Fortville: 40 GbE Ethernet For The Masses
Alongside the Grantley platform, Intel is introducing a new generation of Ethernet network adapters code-named Fortville. The controller is 40 Gb-capable, and it completely changes the game with regards to Intel's networking capabilities.
Given the massive performance increases enabled by today's systems, low-latency and high-bandwidth networking is essential. Grantley is built to consolidate an even greater number of virtual machines on a single server. Technologies like VMware vSAN utilize local storage to create distributed SANs for these virtual machines. Even trends like software-defined networking can benefit from higher port counts and greater networking performance. Fortville is Intel's solution.

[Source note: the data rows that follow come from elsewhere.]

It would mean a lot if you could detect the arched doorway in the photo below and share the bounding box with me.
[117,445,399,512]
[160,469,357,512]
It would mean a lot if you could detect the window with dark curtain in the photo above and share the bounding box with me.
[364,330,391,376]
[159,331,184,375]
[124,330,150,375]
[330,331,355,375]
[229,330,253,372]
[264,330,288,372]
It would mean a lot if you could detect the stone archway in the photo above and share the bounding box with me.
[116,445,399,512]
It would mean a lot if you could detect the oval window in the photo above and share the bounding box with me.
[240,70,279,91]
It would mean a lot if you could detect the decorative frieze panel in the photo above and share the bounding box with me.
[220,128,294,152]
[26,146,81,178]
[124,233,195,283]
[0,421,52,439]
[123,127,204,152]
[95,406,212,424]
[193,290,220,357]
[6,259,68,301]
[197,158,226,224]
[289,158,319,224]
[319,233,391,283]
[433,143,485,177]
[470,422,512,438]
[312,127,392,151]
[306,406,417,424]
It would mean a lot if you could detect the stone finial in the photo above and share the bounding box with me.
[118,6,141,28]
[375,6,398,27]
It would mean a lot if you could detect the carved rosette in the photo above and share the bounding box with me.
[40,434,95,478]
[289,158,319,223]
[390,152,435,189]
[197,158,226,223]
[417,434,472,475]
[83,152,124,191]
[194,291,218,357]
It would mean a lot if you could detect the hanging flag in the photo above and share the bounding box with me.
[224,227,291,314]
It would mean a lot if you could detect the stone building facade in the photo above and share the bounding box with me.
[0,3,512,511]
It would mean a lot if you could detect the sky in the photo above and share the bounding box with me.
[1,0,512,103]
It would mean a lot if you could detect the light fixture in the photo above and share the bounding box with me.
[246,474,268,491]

There are three main configurations of the Fortville adapter: 2 x 40 GbE, 1 x 40 GbE, and 2 x 10 GbE. Compare that to the previous generation of Spring Fountain-based X520 adapters capable of up to 2 x 10 GbE. You quickly see the bandwidth "potential" goes up from 20 to 80 Gb/s on the Fortville X710 family.

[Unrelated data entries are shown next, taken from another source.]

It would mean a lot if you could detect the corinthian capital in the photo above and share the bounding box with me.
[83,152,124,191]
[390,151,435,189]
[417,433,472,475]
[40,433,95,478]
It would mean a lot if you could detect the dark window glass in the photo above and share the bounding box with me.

While a 4x bandwidth increase sounds awesome, that ceiling is currently not possible to hit. Servers generally expose a bunch of eight-lane PCIe slots. Right now, the third-gen standard gives you a little less than 8 GB/s of throughput. Furthermore, there is always some overhead involved. So, hooked up to the Cray-Gnodal GS0018 (18 x 40 GbE) switch in the lab, we are seeing between 50 and 55 Gb/s of peak bandwidth. We dno't have enough data to publish formal numbers. However, there is definitely a bottleneck in play.

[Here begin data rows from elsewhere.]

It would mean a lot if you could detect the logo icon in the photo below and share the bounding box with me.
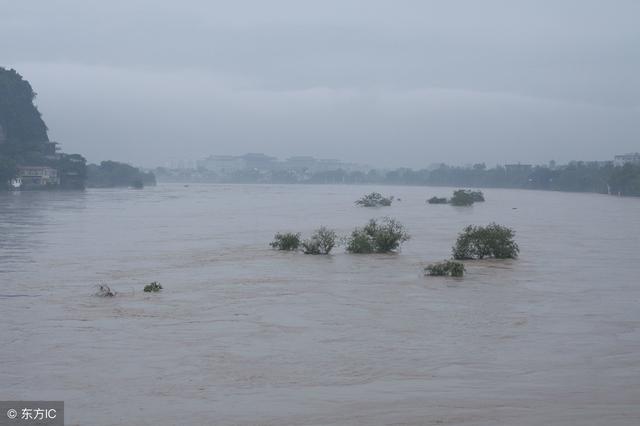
[6,408,18,419]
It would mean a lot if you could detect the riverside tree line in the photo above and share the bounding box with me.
[155,161,640,197]
[310,162,640,196]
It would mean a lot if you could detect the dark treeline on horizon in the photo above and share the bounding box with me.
[86,161,156,189]
[155,161,640,197]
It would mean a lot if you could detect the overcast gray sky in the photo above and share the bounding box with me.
[2,0,639,168]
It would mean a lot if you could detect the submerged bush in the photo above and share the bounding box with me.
[450,189,485,206]
[95,284,116,297]
[270,232,301,251]
[345,227,376,253]
[427,196,448,204]
[470,190,485,202]
[355,192,393,207]
[452,223,519,259]
[450,189,475,206]
[143,281,163,292]
[425,260,465,277]
[346,217,410,253]
[302,226,337,255]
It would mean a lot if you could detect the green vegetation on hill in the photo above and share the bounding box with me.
[0,67,87,190]
[1,67,155,191]
[0,68,49,146]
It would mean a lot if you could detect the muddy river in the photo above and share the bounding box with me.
[1,184,639,425]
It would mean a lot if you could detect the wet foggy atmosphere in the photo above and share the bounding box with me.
[1,1,640,425]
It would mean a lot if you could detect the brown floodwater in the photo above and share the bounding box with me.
[1,184,640,425]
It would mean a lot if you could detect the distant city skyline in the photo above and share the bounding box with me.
[156,150,638,173]
[161,152,372,173]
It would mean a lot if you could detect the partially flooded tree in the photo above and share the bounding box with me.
[302,226,337,255]
[143,281,163,292]
[95,284,116,297]
[270,232,301,251]
[470,190,485,202]
[449,189,476,206]
[355,192,393,207]
[425,260,465,277]
[427,196,448,204]
[452,223,519,259]
[346,217,410,253]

Still, in most deployments, the two QSFP ports will attach to different switches for failover. And there's plenty of headroom in the card to drive essentially a full 40 Gb connection, plus a solid amount through the second port.
Another aspect of 40 GbE-based products like the XL710 is that each QSFP port can utilize QSFP-to-4x SFP+ breakout cables. This allows for each XL710 card with dual QSFP ports to connect to up to 8x SFP+ 10 GbE devices. In theory, you can place eight of these dual-port cards in a server and then use that machine with 72 10 GbE network connections. The reasons not to are pretty obvious, but it's at least technically possible.
The other side of the Fortville story, aside from the controller's huge performance and density improvements, is power consumption. Fortville uses less power than the previous-gen X520 10 GbE adapters, both at idle and under load. The X520s had an 8.6 W TDP, while the XL710 generation is rated at 7 W. In a theoretical efficiency metric, Fortville delivers more than 3.5 times the throughput/watt compared to previous generation. That is a massive leap forward. Consistent with this, Fortville is rated at 3.6 W typical power consumption using two 40 GbE links, so 7 W TDP represents a lot of headroom.
At the end of the day, Intel's Fortville-based adapters should enable more bandwidth, lower latency, and higher port density, all at reduced power consumption.